Find the limit of following sequence $\lim\limits_{n \to inf}\frac{n×1^r+(n-1)×2^r+...+1×n^r}{n^{r+2}}$
Ok so the only idea I got was to use Stholz theorem and then use $1^r+2^r+...+n^r$ ~ $
\frac{1}{(r+1)} (n^{r+1})$ somehow but that didn't lead anywhere (or at least I didn't see it)

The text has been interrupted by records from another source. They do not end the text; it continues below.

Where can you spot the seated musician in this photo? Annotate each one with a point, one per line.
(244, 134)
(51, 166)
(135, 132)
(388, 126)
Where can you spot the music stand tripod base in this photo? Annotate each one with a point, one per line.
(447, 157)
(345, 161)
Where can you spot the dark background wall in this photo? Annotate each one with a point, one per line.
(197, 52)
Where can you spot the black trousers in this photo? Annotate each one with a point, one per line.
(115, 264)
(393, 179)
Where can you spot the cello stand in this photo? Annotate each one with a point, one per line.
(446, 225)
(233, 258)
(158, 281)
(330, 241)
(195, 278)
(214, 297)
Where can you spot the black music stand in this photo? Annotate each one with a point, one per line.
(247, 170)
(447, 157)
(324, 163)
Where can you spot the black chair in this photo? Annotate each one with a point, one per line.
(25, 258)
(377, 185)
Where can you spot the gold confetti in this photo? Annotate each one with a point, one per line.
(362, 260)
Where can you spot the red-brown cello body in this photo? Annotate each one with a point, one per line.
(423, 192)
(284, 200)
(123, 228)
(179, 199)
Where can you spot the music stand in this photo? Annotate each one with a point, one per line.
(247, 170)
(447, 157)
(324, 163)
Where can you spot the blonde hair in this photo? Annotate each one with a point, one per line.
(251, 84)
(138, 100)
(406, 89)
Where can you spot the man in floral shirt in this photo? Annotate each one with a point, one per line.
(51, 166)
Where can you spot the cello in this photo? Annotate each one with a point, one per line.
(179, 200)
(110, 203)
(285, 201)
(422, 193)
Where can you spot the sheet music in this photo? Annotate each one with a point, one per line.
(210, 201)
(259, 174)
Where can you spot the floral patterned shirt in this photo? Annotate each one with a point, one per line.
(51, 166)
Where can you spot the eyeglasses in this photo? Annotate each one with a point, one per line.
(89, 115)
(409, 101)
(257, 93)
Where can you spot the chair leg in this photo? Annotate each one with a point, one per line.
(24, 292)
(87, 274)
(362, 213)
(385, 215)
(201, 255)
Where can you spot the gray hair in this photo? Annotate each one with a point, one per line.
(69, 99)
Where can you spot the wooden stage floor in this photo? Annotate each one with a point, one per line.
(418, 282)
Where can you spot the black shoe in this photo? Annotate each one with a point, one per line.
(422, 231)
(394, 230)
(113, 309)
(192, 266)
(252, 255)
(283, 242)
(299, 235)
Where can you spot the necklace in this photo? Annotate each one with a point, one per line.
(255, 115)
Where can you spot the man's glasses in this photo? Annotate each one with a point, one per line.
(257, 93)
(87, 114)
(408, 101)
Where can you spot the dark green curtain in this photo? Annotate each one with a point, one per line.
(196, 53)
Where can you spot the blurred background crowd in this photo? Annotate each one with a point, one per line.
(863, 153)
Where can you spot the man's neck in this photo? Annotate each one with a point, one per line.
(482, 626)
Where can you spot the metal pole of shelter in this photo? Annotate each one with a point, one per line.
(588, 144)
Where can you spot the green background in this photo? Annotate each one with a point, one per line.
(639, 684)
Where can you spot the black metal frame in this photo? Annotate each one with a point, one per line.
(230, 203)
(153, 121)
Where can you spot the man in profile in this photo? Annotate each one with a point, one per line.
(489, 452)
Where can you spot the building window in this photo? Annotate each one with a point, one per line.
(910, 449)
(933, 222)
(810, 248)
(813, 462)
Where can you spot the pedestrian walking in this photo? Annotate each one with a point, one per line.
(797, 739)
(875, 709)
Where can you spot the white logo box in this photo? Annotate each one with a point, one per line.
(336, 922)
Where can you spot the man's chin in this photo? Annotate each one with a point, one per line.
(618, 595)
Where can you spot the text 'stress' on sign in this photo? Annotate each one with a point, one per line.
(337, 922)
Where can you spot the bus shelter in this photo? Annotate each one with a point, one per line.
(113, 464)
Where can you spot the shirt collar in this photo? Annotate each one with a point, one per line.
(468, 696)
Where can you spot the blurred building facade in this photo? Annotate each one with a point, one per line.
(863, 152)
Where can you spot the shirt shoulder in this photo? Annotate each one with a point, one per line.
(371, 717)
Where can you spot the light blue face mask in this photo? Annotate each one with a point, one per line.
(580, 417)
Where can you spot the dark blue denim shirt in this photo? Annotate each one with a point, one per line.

 A: I don't know about the Stolz theorem, but the numerator is the Riemann sum for
$$\int_0^1 (1-x)(1+ n x)^r d x.$$ The integral is not hard to evaluate in closed form, so the limit of the sequence is $0.$
A: Igor Rivin's idea is great, but the limit is not $0$. We need to assume that $r\neq -1$ and $r\neq -2$. The general term of the given sequence is
\begin{align*}
 S_n(r)   &  = \frac{1}{n^{r+2}} \sum_{k=1}^{n} (n-k+1)k^r \\ 
  & = \frac{n+1}{n^{r+2}} \sum_{k=1}^{n} k^r - \frac{1}{n^{r+2}} \sum_{k=1}^{n} k^{r+1} \\
  & = \frac{n+1}{n} \frac{1}{n} \sum_{k=1}^{n} \left(\frac{k}{n}\right)^{r} - \frac{1}{n} \sum_{k=1}^{n} \left(\frac{k}{n}\right)^{r+1}. 
\end{align*}
We have that
\begin{equation*}
\lim_{n\to\infty} \frac{1}{n} \sum_{k=1}^{n} \left(\frac{k}{n}\right)^{r} = \frac{1}{r+1}, 
\end{equation*}
since the terms of this seqence are Riemann sums of $\int_{0}^{1} x^r dx = \frac{1}{r+1}$ and
\begin{equation*}
\lim_{n\to\infty} \frac{1}{n} \sum_{k=1}^{n} \left(\frac{k}{n}\right)^{r+1} = \frac{1}{r+2}, 
\end{equation*}
since the terms of this sequence are Riemann sums of $\int_{0}^{1} x^{r+1} dx = \frac{1}{r+2}$.
Therefore
\begin{equation*}
\lim_{n\to\infty} S_n(r) = \frac{1}{r+1} - \frac{1}{r+2} = \frac{1}{(r+1)(r+2)}. 
\end{equation*}
For $r=-1$ we have
\begin{equation*}
 S_n(-1)  = \frac{n+1}{n} H_n - 1. 
\end{equation*}
Therefore,
\begin{equation*}
\lim_{n\to\infty} S_n(-1)  = \infty.  
\end{equation*}
For $r=-2$ we have
\begin{equation*}
 S_n(-2)  = (n+1) H_{n,2} - H_n. 
\end{equation*}
Since,
\begin{equation*}
\lim_{n\to\infty} H_{n,2} =\frac{\pi^2}{6},  
\end{equation*}
we have
\begin{equation*}
\lim_{n\to\infty} S_n(-2)  = \infty.  
\end{equation*}